The Link Between Exercise and Cognition
The Link Between Exercise And Cognition
Cognition is the ability to reason, make decisions and think, and it contributes to one’s ability to complete everyday tasks. Several recent research studies have examined the link between physical activity and cognition. Regular exercise can help maintain and increase strength, build muscle and improve energy levels, and it can also have a positive impact on brain function. One of the most promising aspects about the link between exercise and cognition is that it does not require drastic fitness measures. Even moderate levels of exercise are shown to have a positive impact on cognitive health.
Cognitive Decline and Age
Research indicates that many people experience some degree of cognitive decline beginning around the age of 50 and accelerating after the age of 70. Factors such as hormonal changes, age-related diseases and even retirement from paid work can impact cognition. For some, cognitive decline becomes more advanced than what would typically be associated with aging, but not as severe as the impairment that comes with conditions such as dementia or Alzheimer’s. This in-between stage is referred to as mild cognitive impairment (MCI), and it is characterized by issues with language, memory thinking and judgement. Those with MCI may experience some, or all of the following symptoms:
- Losing the thread of a conversation.
- Difficulty remembering the names of common objects.
- Forgetting social plans or appointments.
- Difficult navigating a familiar environment.

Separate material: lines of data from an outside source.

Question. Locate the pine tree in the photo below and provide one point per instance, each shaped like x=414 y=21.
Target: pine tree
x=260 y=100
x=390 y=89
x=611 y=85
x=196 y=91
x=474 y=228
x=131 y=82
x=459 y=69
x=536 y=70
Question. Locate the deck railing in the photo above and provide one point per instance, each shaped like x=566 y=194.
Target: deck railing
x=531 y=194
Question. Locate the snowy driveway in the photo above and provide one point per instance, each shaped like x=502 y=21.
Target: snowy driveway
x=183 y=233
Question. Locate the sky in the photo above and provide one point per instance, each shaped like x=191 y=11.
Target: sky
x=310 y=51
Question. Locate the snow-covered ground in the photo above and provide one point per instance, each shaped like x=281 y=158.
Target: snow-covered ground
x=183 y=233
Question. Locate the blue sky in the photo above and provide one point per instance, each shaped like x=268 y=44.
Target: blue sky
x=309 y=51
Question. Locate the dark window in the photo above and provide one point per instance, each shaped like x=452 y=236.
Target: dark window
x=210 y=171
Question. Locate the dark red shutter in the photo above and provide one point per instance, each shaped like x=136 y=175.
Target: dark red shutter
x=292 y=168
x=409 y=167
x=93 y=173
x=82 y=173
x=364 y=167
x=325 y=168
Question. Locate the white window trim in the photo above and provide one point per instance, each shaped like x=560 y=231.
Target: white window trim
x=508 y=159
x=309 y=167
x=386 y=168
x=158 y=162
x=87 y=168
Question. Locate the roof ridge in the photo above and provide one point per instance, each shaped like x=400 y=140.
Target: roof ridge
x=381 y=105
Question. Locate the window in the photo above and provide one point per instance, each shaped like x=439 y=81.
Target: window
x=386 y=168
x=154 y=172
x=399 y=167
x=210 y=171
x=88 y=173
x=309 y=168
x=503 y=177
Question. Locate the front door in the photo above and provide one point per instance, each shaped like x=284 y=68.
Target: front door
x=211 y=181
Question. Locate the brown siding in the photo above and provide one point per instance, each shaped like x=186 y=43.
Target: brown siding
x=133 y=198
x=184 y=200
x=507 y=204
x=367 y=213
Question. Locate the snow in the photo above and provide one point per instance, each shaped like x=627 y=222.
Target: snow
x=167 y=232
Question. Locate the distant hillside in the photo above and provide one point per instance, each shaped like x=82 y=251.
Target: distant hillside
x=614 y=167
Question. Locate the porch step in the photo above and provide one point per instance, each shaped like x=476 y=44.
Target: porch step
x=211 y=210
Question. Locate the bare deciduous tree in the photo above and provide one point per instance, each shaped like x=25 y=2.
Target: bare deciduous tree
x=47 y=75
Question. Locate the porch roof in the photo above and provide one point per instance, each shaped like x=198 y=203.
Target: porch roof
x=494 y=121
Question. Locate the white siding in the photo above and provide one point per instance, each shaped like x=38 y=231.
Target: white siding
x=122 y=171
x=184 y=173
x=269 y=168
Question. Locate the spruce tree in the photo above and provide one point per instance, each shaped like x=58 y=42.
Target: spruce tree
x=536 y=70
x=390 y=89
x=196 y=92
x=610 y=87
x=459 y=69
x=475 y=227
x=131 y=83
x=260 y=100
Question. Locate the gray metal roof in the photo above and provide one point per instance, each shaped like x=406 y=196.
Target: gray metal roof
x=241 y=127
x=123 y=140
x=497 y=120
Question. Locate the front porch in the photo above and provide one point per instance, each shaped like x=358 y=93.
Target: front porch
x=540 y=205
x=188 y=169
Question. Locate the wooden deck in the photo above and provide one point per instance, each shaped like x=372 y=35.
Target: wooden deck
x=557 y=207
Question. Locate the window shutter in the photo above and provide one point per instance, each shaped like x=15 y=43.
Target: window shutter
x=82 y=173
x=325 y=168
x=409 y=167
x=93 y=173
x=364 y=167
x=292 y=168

- Demonstrating a lack of judgement or poor decision making.
- Experiencing feelings of anxiety or depression.
If you believe a loved one may be experiencing cognitive impairment, it is important to consult a healthcare provider for a professional assessment.
Physical Fitness and Cognitive Health
Research on the psychological and physical benefits of exercise is still ongoing, but there appears to be a clear link between cognition and physical activity. According to the National Institute on Aging, even moderate levels of exercise can increase the metabolism across certain regions of the brain, namely the regions that affect memory and learning. This is important, because a reduction in brain metabolism has been shown to be a predictor of cognitive decline that can progress into Alzheimer’s. Other research suggests that physical activity may improve or maintain cognitive resilience – the ability to function in spite of accumulating brain plaque or age-related degeneration of the brain.
Creating a Reasonable Fitness Routine
The U.S Department of Health and Human Services recommends that adults get at least 2.5 hours of physical activity each week. Fortunately, it is not necessary to embark on a high-intensity physical fitness routine in order to positively impact cognitive health. Even moderate intensity activities such as walking or yoga can give the brain a little boost. One of the most important aspects of exercising for cognition is consistency. Here are some simple suggestions that may be helpful for establishing a fitness routine and increasing your level of physical activity:
- Walk. Take a 30 minute stroll outside on a beautiful day, or hop on a treadmill for a short walk. Taking shorter walks throughout the day is also beneficial.
- Try a yoga or Tai Chi class. Both yoga and Tai Chi are great for stretching, as well as for reducing stress and anxiety.
- Find a workout buddy. Knowing that a friend is waiting to join you on a daily walk or to meet up with you at a class can be a good motivator.
- Stay active. Pace around the room if you are talking on the phone, or make a game out of tidying up. If you realize you have been sitting for a couple of hours, get up and move around a bit.
- Invest in a personal fitness tracker. For some, measuring and tracking workout stats can be very helpful for sticking with a program.